新型コロナウイルス感染症(COVID―19)拡大の影響で、オンライン診療が関心を集め、広がりを見せている。厚生労働省は4月、閣議決定の同感染症緊急経済対策を受けて、電話や情報通信機器を利用する「オンライン診療」を、初診も含めて可能とする時限的・特例的緩和策を打ち出した。一方、日本医師会は「今回は非常事態の下、感染防止、医療崩壊を避けるための特例で、収まり次第、対面診療に戻すべきだ」と主張している。
感染拡大に伴い希望機関・患者が増加
厚労省は同省サイトで、電話や情報通信機器による診療に対応する医療機関リストを公開。すでに1万5000以上の医療機関が掲載されている。

情報が得られ、医師にとってのメリットも大きいという
オンライン診療の医療機関向けアプリケーション事業を手掛ける企業の担当者は「4月、5月で1500件以上の申し込みがあった」。特に、東京、神奈川、大阪など都市部での引き合いが増加し、内科、小児科、精神科で取り組みが増えているとする。
京都市内で不妊専門クリニックを経営する田村 秀子 院長は、2015年からオンライン診療を実施。COVID―19の広がりと共に、オンライン診療を希望する患者が増加し、4月、5月は「通常の約10倍になった」という。
オンライン希望の背景に「対面」への不安
「今回の緩和は、COVID―19に対応する手段を講じたという意味で、患者さんにとって良いものだったと思います」と、黒木春郎・日本遠隔医療学会オンライン診療分科会会長は語る。

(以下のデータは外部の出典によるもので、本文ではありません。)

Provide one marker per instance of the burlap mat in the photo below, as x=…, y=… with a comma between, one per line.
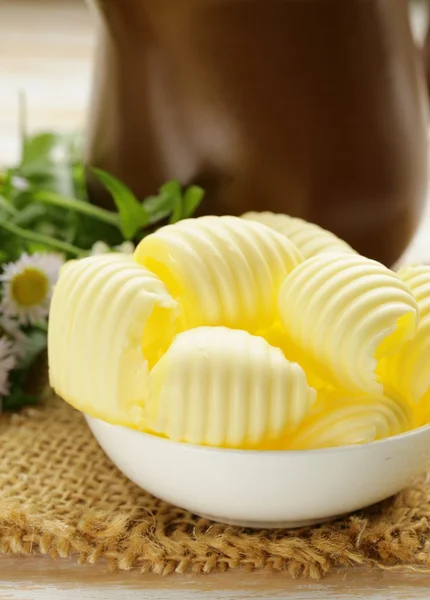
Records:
x=61, y=496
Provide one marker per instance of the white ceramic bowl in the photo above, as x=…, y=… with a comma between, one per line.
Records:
x=270, y=488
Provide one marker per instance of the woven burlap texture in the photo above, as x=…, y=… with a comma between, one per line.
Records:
x=61, y=496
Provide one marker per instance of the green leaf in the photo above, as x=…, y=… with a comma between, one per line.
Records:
x=157, y=208
x=77, y=205
x=172, y=191
x=17, y=398
x=7, y=206
x=44, y=240
x=191, y=200
x=38, y=149
x=28, y=215
x=132, y=216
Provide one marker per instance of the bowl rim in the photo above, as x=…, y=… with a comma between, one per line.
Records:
x=241, y=451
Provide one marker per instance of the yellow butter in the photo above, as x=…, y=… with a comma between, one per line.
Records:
x=341, y=420
x=408, y=371
x=345, y=312
x=108, y=315
x=309, y=238
x=222, y=270
x=225, y=387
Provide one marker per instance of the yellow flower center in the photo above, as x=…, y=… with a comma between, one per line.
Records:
x=30, y=287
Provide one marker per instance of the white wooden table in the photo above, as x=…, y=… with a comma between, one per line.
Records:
x=45, y=51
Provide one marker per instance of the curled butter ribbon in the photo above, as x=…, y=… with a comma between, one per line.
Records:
x=219, y=332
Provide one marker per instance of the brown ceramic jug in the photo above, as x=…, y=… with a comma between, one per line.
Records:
x=315, y=108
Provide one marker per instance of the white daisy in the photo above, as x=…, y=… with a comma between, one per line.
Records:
x=27, y=286
x=7, y=363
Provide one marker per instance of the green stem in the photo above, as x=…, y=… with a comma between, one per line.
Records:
x=46, y=240
x=77, y=205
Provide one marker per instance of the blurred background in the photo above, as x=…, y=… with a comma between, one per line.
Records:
x=46, y=52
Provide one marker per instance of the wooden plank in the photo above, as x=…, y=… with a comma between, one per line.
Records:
x=45, y=50
x=34, y=578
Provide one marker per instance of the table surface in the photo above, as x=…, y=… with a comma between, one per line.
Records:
x=42, y=43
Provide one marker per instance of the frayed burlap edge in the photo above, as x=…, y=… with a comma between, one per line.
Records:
x=61, y=497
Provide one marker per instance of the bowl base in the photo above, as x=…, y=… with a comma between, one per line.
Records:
x=272, y=524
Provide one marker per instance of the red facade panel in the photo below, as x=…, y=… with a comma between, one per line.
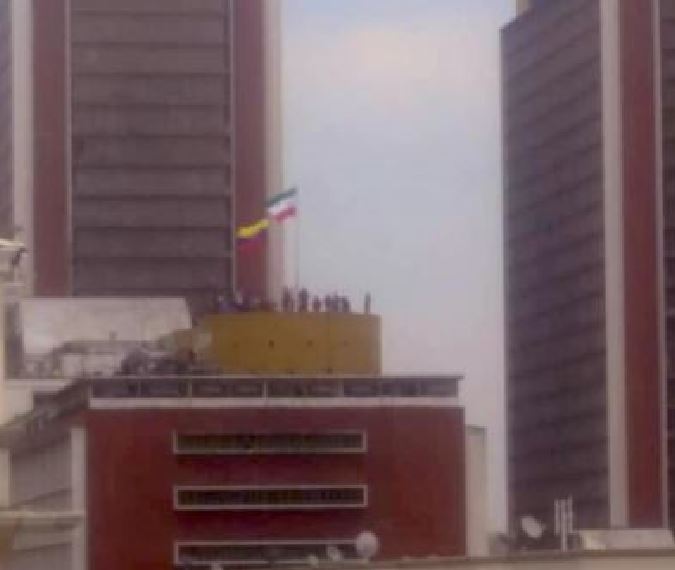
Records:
x=250, y=138
x=414, y=469
x=643, y=382
x=50, y=205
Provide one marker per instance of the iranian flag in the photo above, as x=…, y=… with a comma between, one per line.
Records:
x=283, y=206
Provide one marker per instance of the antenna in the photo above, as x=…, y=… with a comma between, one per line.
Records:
x=334, y=554
x=367, y=545
x=532, y=528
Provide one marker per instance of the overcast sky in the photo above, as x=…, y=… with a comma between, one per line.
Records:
x=392, y=135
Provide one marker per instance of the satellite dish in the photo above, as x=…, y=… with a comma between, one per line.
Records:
x=334, y=554
x=532, y=527
x=367, y=545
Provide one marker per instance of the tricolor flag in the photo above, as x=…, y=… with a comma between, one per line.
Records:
x=248, y=236
x=282, y=206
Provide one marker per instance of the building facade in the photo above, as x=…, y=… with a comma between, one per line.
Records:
x=137, y=137
x=588, y=100
x=242, y=471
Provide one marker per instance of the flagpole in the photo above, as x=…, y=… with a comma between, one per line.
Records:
x=297, y=241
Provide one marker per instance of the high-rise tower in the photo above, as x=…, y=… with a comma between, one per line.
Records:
x=589, y=116
x=139, y=134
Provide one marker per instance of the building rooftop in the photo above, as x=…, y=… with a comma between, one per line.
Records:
x=227, y=392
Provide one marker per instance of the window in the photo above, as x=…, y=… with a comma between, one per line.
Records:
x=270, y=444
x=260, y=553
x=306, y=497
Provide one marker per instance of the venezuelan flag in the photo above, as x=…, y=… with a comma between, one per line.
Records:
x=248, y=236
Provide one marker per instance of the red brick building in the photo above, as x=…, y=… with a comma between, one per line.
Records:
x=237, y=471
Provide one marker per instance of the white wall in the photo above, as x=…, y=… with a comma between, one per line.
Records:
x=476, y=492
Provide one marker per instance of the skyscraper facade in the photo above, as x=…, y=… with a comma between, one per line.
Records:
x=141, y=133
x=588, y=106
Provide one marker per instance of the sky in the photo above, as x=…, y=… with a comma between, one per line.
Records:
x=392, y=136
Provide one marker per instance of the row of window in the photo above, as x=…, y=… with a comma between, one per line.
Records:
x=269, y=444
x=277, y=388
x=195, y=554
x=264, y=498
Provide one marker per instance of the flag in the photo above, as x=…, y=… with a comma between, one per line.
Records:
x=252, y=235
x=282, y=206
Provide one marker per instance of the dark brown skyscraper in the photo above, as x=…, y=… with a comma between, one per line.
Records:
x=589, y=101
x=142, y=133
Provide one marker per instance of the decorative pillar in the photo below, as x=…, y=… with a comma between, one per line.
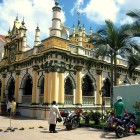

特例策では、電話や情報通信機器を通じた初診を含む診療と、服薬指導が可能になった。患者が「病院で感染するのでは」との不安を抱いて受診を避ける動きもあったが、対面でなく受診できれば、その必要もない。
オンライン診療が広がる背景には、患者、医療機関双方の不安がある。病院団体などによる複数のアンケート調査でも、感染拡大の影響による対面診療のリスクを恐れ、受診を控える患者の行動変容が顕著に現れた。また、医療機関側も院内感染のリスクから患者受け入れを断るケースが出ている。
急速で大幅な緩和に「利点損ねる」と危機感も
厚労省は2020年4月以降、オンライン診療を実施する医師に対し、定められた研修の受講を必須としているが、今回の特例に伴い、一時的にその制約を緩和している。「患者が減ったのでオンライン診療を始めようという医師もいる。患者側も、オンライン診療はどんな疾患、状況であろうと可能だと誤解しているのではないだろうか」と、黒木会長は急速な緩和による影響を危惧する。
日本プライマリ・ケア連合学会は5月20日、同学会サイトで「プライマリ・ケアにおけるオンライン診療ガイド」を発表した。「オンライン診療は、ビデオ通話機能のある情報通信機器を用いた診療で、電話診療とはまったく異なる」と明記。電話も含めて大幅に緩和された非対面の診療を「時限措置のオンライン診療」として用語を使い分けた。「大幅にオンライン診療が緩和されたという誤解を生じさせ、本来の利点を損ねてしまう恐れがある」とガイド公開の狙いを同学会は強く訴える。
外来に比べ低い診療報酬拡大の鍵は加算

2018年の診療報酬改定でオンライン診療料が初めて盛り込まれたが、外来診療よりも点数が低く抑えられ、収益面でのメリットはほとんどない。保険対象となる疾患も、生活習慣病などと制限がある。
今回の時限的措置では、現行にない初診料も認められた。今後の普及のためには「保険点数の増加と疾患の制限をなくすことが必要だ」と黒木会長はいう。田村院長は「緩和によってなし崩し的にオンライン診療が広がり、悪用されるようなことがあってはならない。慎重に進めてほしい」と訴える。